ACTE 1 - CHAPITRE 5 - Dans la peau d'une autre

Sarah nouait ses cheveux en un chignon négligé, retenant un bâillement. Son regard coula en direction de son horloge, celle-ci sonnant 5h45... Elle s'observa un instant dans le reflet du miroir de la coiffeuse, son visage à peine illuminé par la lampe trônant sur sa table de chevet. Elle tira le troisième tiroir à sa droite, en sortant un petit coffre. Poudre, fard, rouge à lèvre, mascara. En une dizaine de minute, son teint livide était devenu rayonnant, ses yeux un peu trop ronds s'étaient affinés et ses lèvres, minces, semblaient à présent plus charnues qu'elles ne l'étaient à l'origine. L'illusion est parfaite, se disait-elle.

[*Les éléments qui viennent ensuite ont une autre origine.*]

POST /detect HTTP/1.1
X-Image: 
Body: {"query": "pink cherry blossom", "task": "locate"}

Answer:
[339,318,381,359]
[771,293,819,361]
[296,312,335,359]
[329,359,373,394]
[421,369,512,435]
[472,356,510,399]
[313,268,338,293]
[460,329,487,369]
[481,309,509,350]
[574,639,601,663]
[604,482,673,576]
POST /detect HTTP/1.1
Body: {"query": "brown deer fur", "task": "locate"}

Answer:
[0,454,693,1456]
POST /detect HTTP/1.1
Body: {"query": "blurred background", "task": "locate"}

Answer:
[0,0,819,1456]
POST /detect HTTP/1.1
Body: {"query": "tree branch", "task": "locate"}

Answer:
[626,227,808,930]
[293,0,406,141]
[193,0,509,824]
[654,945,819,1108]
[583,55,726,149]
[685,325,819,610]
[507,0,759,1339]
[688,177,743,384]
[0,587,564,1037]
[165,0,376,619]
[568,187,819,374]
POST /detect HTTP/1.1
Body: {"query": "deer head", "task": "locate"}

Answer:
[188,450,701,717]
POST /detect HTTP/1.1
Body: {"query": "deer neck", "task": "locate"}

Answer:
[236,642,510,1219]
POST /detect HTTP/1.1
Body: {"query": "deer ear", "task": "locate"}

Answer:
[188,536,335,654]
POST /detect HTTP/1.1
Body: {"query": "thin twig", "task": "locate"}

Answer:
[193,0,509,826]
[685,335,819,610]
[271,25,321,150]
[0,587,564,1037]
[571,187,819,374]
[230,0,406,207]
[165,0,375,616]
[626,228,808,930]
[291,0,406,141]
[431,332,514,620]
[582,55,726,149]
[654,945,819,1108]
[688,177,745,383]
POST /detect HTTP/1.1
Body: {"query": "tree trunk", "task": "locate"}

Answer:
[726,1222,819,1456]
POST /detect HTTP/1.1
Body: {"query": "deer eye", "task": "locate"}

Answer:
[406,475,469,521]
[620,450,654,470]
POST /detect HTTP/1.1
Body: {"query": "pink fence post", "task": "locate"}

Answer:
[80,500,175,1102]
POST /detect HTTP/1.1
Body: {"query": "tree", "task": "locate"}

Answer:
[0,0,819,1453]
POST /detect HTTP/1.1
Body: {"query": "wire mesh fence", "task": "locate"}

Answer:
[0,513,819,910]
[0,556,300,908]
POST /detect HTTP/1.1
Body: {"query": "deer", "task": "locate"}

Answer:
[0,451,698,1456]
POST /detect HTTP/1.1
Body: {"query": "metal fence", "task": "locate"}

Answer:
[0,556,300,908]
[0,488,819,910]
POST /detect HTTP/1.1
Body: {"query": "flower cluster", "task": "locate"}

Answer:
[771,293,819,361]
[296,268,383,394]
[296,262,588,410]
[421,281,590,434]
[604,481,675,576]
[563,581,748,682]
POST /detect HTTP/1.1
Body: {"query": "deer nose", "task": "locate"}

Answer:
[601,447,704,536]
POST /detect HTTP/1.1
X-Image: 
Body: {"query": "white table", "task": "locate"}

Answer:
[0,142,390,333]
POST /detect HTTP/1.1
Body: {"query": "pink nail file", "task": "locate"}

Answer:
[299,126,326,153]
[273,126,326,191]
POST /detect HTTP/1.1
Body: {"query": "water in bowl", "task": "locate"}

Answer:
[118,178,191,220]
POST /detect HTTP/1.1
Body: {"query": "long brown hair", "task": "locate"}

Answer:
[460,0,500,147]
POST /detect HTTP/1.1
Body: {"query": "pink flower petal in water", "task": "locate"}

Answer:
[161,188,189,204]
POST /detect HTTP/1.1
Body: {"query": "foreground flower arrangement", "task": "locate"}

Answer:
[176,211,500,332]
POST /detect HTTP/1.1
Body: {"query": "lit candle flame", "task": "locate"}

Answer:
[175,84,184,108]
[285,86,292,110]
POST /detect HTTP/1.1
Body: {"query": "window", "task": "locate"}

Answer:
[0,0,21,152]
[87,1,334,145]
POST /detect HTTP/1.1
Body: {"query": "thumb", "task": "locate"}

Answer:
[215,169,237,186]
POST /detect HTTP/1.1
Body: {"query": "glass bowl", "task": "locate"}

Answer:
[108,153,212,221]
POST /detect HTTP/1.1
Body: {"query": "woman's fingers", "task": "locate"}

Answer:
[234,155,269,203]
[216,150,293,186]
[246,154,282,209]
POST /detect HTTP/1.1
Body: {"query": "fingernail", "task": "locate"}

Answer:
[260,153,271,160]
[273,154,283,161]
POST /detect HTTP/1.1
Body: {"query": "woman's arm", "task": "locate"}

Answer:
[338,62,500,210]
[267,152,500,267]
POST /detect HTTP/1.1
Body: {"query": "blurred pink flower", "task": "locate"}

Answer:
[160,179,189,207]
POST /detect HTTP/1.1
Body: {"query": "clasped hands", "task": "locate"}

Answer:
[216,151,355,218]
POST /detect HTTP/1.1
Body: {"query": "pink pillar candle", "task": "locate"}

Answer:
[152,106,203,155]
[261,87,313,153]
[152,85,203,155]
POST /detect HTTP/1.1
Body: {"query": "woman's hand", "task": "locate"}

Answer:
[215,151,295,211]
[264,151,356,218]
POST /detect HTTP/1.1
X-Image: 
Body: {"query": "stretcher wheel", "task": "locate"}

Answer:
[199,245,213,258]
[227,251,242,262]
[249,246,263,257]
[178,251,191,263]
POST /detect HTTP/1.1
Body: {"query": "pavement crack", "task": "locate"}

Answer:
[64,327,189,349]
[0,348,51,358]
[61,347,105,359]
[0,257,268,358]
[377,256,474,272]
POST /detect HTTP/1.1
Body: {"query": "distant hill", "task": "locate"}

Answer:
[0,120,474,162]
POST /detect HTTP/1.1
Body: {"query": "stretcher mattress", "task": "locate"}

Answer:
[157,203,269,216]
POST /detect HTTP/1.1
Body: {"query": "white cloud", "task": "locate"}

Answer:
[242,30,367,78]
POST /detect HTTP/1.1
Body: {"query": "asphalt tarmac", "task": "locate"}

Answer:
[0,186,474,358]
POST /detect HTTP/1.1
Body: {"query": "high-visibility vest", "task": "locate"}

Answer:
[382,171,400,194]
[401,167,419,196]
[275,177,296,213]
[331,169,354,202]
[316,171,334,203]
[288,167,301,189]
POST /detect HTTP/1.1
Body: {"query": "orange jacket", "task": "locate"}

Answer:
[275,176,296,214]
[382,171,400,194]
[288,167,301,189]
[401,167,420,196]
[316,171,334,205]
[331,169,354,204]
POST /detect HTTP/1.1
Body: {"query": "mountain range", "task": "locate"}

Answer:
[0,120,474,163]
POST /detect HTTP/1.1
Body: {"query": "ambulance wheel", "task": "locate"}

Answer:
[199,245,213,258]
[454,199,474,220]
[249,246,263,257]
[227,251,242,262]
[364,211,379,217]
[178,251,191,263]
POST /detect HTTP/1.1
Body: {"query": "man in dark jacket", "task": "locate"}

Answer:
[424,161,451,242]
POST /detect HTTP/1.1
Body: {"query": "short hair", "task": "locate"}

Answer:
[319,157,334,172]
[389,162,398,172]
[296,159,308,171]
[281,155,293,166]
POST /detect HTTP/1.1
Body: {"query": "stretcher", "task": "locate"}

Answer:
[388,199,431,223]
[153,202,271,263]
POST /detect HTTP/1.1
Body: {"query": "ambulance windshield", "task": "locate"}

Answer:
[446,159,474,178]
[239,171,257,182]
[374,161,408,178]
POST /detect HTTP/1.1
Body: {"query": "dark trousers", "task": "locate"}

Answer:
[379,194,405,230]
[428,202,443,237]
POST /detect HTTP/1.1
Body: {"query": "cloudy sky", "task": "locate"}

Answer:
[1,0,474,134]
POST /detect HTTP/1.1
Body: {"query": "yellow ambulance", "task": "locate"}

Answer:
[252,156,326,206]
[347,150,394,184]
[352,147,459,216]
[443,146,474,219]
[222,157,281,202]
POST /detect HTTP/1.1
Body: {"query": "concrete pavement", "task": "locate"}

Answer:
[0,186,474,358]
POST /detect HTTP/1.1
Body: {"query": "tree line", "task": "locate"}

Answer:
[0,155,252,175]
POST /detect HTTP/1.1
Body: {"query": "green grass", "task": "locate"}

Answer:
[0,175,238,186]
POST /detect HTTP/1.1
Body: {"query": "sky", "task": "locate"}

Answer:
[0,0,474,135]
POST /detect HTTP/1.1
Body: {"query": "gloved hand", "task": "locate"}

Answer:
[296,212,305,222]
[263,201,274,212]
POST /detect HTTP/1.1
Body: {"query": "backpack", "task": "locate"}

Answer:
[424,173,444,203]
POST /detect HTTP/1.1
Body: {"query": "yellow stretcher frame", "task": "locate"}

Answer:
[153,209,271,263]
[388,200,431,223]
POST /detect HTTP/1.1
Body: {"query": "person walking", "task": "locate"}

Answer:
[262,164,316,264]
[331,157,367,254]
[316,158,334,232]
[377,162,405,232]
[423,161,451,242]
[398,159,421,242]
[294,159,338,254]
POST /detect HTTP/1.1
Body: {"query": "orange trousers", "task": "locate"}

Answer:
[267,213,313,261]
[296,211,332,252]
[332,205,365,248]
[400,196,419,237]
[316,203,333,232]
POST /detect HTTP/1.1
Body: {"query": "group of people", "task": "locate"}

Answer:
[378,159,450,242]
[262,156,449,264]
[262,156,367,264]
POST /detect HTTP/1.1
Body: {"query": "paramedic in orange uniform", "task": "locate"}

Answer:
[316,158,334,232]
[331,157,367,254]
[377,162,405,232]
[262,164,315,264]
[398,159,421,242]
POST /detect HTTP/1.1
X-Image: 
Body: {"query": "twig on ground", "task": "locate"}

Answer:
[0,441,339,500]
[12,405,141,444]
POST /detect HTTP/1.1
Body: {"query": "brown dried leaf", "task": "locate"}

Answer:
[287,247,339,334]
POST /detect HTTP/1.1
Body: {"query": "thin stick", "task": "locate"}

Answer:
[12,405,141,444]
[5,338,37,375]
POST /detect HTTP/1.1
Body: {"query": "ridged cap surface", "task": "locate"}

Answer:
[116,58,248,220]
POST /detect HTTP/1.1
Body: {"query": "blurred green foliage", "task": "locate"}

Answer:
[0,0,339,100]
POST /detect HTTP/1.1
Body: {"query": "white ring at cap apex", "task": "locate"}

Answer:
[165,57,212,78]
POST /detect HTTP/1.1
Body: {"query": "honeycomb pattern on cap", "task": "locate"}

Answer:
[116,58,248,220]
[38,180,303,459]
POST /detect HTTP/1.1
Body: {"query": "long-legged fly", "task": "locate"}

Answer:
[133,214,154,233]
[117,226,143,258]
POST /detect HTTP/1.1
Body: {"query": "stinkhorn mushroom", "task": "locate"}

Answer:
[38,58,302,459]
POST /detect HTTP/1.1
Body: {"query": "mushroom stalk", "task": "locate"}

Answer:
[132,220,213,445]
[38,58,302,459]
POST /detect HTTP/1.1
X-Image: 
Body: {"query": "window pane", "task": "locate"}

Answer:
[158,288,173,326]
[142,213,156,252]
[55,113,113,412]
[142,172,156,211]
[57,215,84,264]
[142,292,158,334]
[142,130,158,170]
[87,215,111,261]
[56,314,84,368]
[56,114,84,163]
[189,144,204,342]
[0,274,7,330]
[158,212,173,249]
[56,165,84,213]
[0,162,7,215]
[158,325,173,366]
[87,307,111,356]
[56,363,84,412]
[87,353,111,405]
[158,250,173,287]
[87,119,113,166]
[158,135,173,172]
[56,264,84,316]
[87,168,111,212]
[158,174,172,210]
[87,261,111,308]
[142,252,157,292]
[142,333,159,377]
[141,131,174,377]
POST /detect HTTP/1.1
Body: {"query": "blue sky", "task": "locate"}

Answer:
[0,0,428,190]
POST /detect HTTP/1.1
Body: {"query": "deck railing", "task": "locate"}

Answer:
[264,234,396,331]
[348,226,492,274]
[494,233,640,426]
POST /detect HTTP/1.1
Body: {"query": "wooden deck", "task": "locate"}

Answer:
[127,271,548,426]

Se levant, dénouant la serviette qui la couvrait, elle hasarda ses mains dans sa commode, en sortant un pantalon en toile et un énième chemisier délavé en flanelle. Tenue négligée, aucune culpabilité à la couvrir de tâche de café ou de graisse. Peu féminine pour éviter le regard carnassier des hommes en manque de chair. Elle soupira, s'observant une nouvelle fois. Avait-elle été belle un jour ? Pourquoi ce paradoxe entre ce visage si beau et ce vêtement si misérable ? Tu aurais dû continuer tes études d'infirmière, disait à nouveau son père dans ses oreilles. Mots plein de vérité et d'amertume. Elle venait de la campagne, elle avait découvert la grande ville, l'amour, et puis l'abandon, la déchéance. Nettoyer des tables ou faire le trottoir dans le DownTown, le choix avait été fait.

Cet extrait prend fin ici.